Come preannunciato dai giudici, questa mattina, 29 giugno 2010, è stata letta dai giudici di Palermo la sentenza d’Appello che vede imputato Marcello Dell’Utri con l’accusa di concorso esterno in associazione mafiosa. In primo grado, il Senatore, era stato condannato a 9 anni di carcere. Con la sentenza di oggi, invece, gli anni vengono ridotti a 7, perchè la corte ha ritenuto assolverlo per le “condotte successive al 1992, perché il fatto non sussiste”. Ciò che i giudici hanno deciso di assolvere è ciò che riguarda gli attentati del ’93 e il collegamento fra la nascita di Forza Italia, proprio per mano di Dell’Utri, e la trattativa fra Stato e Cosa Nostra. Proprio per questo, la difesa ha affermato che è stata posta una “pietra tombale sulla teoria del patto con Cosa nostra”.

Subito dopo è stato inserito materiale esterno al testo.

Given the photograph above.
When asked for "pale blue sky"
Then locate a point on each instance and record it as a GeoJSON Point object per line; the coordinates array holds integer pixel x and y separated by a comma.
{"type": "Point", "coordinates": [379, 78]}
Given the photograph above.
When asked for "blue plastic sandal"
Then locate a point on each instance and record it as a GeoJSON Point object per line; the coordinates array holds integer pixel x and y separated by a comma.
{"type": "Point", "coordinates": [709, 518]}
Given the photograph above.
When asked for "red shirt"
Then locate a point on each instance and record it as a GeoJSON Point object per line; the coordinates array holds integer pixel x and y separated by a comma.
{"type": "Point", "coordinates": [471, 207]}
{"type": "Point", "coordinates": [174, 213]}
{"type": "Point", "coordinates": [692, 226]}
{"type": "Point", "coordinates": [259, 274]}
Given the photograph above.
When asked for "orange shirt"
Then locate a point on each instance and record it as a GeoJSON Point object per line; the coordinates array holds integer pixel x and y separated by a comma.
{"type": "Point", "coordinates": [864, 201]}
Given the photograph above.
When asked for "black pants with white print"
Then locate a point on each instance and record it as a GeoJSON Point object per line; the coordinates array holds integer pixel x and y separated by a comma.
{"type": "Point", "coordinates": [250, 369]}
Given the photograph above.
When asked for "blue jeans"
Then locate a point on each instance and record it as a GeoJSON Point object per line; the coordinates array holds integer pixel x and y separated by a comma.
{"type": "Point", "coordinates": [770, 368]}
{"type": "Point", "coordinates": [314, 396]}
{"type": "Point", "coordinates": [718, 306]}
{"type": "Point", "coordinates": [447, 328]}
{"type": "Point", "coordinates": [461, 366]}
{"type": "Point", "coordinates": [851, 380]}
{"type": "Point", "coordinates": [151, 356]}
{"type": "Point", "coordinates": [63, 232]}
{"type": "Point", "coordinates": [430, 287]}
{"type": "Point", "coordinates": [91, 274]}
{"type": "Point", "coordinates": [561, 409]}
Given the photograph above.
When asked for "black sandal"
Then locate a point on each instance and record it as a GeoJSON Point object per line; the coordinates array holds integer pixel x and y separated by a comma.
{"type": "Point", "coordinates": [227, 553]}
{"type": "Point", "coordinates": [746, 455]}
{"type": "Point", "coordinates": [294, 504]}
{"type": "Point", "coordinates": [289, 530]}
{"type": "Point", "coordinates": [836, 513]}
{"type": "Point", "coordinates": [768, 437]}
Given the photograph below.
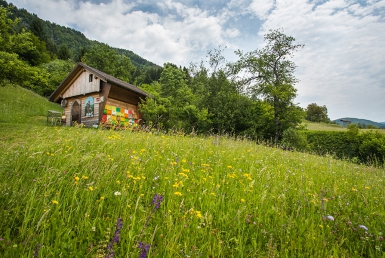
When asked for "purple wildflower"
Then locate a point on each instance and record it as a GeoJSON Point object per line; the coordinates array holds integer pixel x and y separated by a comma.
{"type": "Point", "coordinates": [144, 248]}
{"type": "Point", "coordinates": [363, 227]}
{"type": "Point", "coordinates": [36, 253]}
{"type": "Point", "coordinates": [157, 200]}
{"type": "Point", "coordinates": [119, 225]}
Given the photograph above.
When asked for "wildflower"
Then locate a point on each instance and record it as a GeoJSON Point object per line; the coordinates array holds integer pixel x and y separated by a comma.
{"type": "Point", "coordinates": [36, 253]}
{"type": "Point", "coordinates": [157, 200]}
{"type": "Point", "coordinates": [143, 249]}
{"type": "Point", "coordinates": [119, 225]}
{"type": "Point", "coordinates": [363, 227]}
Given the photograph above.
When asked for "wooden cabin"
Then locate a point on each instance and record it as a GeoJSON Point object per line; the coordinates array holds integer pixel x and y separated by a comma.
{"type": "Point", "coordinates": [91, 97]}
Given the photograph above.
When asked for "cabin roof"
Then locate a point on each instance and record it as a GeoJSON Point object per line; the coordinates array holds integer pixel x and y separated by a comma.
{"type": "Point", "coordinates": [55, 96]}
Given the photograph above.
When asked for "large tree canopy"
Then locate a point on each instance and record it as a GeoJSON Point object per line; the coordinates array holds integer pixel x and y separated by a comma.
{"type": "Point", "coordinates": [269, 73]}
{"type": "Point", "coordinates": [317, 113]}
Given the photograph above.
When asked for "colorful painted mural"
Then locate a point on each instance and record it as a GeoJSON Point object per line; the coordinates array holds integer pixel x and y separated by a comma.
{"type": "Point", "coordinates": [119, 116]}
{"type": "Point", "coordinates": [89, 107]}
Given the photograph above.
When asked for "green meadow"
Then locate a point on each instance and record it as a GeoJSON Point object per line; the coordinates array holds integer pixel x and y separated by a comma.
{"type": "Point", "coordinates": [78, 192]}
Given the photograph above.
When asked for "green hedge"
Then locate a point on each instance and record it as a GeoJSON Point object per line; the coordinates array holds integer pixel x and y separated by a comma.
{"type": "Point", "coordinates": [368, 147]}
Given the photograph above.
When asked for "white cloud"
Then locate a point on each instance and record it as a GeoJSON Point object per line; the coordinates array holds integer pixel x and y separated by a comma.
{"type": "Point", "coordinates": [340, 66]}
{"type": "Point", "coordinates": [261, 8]}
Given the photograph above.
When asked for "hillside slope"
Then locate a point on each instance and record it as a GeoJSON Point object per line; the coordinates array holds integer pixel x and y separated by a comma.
{"type": "Point", "coordinates": [57, 35]}
{"type": "Point", "coordinates": [22, 106]}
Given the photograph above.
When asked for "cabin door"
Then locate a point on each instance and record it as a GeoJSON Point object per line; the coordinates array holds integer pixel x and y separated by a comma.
{"type": "Point", "coordinates": [75, 113]}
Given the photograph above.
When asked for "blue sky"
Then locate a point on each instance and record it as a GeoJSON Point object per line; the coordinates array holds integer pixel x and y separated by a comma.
{"type": "Point", "coordinates": [342, 65]}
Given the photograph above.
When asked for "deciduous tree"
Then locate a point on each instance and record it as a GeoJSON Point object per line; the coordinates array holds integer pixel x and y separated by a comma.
{"type": "Point", "coordinates": [269, 73]}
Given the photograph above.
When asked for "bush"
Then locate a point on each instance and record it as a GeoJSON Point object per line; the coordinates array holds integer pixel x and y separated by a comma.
{"type": "Point", "coordinates": [294, 139]}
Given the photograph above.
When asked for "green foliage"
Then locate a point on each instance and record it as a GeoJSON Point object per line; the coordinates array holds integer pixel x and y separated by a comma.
{"type": "Point", "coordinates": [317, 113]}
{"type": "Point", "coordinates": [368, 147]}
{"type": "Point", "coordinates": [22, 106]}
{"type": "Point", "coordinates": [293, 138]}
{"type": "Point", "coordinates": [270, 74]}
{"type": "Point", "coordinates": [16, 71]}
{"type": "Point", "coordinates": [57, 70]}
{"type": "Point", "coordinates": [64, 53]}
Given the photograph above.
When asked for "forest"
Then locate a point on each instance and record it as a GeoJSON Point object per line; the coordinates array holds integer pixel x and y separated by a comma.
{"type": "Point", "coordinates": [247, 97]}
{"type": "Point", "coordinates": [252, 97]}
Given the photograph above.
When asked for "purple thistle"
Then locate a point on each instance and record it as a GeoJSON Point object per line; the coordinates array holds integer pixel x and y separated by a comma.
{"type": "Point", "coordinates": [157, 200]}
{"type": "Point", "coordinates": [119, 225]}
{"type": "Point", "coordinates": [144, 248]}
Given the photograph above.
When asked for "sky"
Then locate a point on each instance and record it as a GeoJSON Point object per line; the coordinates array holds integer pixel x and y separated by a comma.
{"type": "Point", "coordinates": [342, 65]}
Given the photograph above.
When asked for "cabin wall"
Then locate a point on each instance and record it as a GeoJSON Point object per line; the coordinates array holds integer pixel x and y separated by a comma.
{"type": "Point", "coordinates": [86, 83]}
{"type": "Point", "coordinates": [117, 112]}
{"type": "Point", "coordinates": [89, 109]}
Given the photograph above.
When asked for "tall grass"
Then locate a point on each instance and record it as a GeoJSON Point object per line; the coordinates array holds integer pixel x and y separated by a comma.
{"type": "Point", "coordinates": [22, 106]}
{"type": "Point", "coordinates": [64, 191]}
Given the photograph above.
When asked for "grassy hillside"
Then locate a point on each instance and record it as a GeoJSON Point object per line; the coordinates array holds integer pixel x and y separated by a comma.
{"type": "Point", "coordinates": [22, 106]}
{"type": "Point", "coordinates": [76, 192]}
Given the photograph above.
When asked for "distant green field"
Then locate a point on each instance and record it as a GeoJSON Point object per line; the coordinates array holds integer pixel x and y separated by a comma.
{"type": "Point", "coordinates": [322, 126]}
{"type": "Point", "coordinates": [332, 127]}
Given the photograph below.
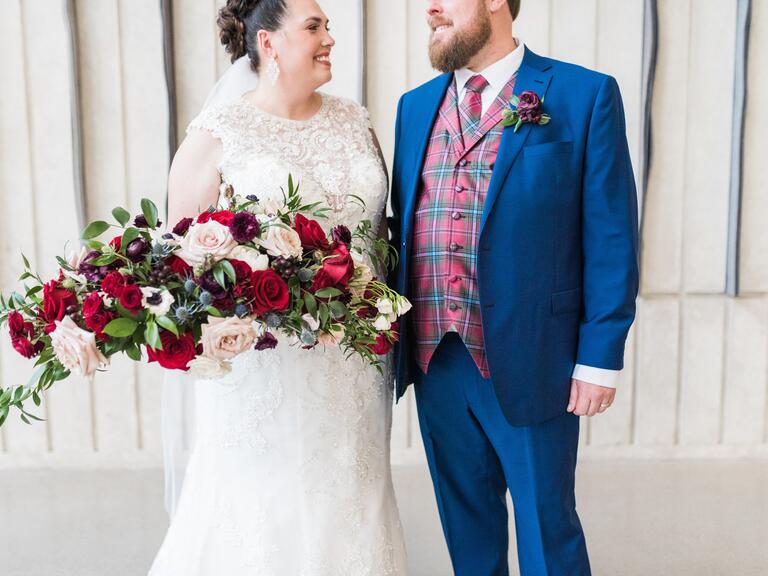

Ma ciò che in realtà deve essere sottolineato è che i rapporti col senatore e i vertici di Cosa Nostra sono stati confermati. Come sono stati confermati gli incontri avvenuti a Milano nei primi anni ’70 fra Mimmo Teresi, Bontade, Dell’Utri e Berlusconi. Della sentenza di primo grado del 2004 sono quindi confermate attendibili le dichiarazioni di Francesco di Carlo che sosteneva di essere stato presente all’incontro che aveva come scopo quello di mettere in contatto i Boss di Cosa Nostra con l’imprenditoria milanese, allora impersonificata nell’Edilnord – l’incontro, da quanto riportato, avvenne proprio negli uffici dell’azienda – garantendone la protezione inviando un uomo di fiducia nella casa di Berlusconi. La persona in questione fu Vittorio Mangano, più noto come “lo stalliere di Arcore”.

Le reazione dei protagonisti del processo non si fanno attendere. I difensori di Dell’Utri dicono che questa “É una sentenza che pone un punto fermo. Fa di questo un processo assolutamente comune, di nessuna rilevanza istituzionale”. Come se la condanna per mafia di un senatore fosse irrilevante. Aggiungono poi  che “questa sentenza limita il processo ai fatti estorsivi, che sono quelli che sono. Per il resto, i giudici hanno detto che il fatto non sussiste. Pertanto non c’è la prova della collusione politico-mafiosa. I magistrati non hanno creduto a Spatuzza”. Cioè, gli incontri con i boss di Cosa Nostra sono fatti estorsivi che, a quanto vogliono far intendere, on avrebbero nessun rilievo.

Dal canto suo, il Pg Gatto dice di essere “stupito. In pratica, le cose dette da Spatuzza e l’intero impianto accusatorio che pure era ben piantato su questo punto non è stato preso nella giusta considerazione. Bisogna capire perché la corte ha deciso di eliminare la stagione politica da questo processo. In ogni caso sono sempre possibili ulteriori indagini”.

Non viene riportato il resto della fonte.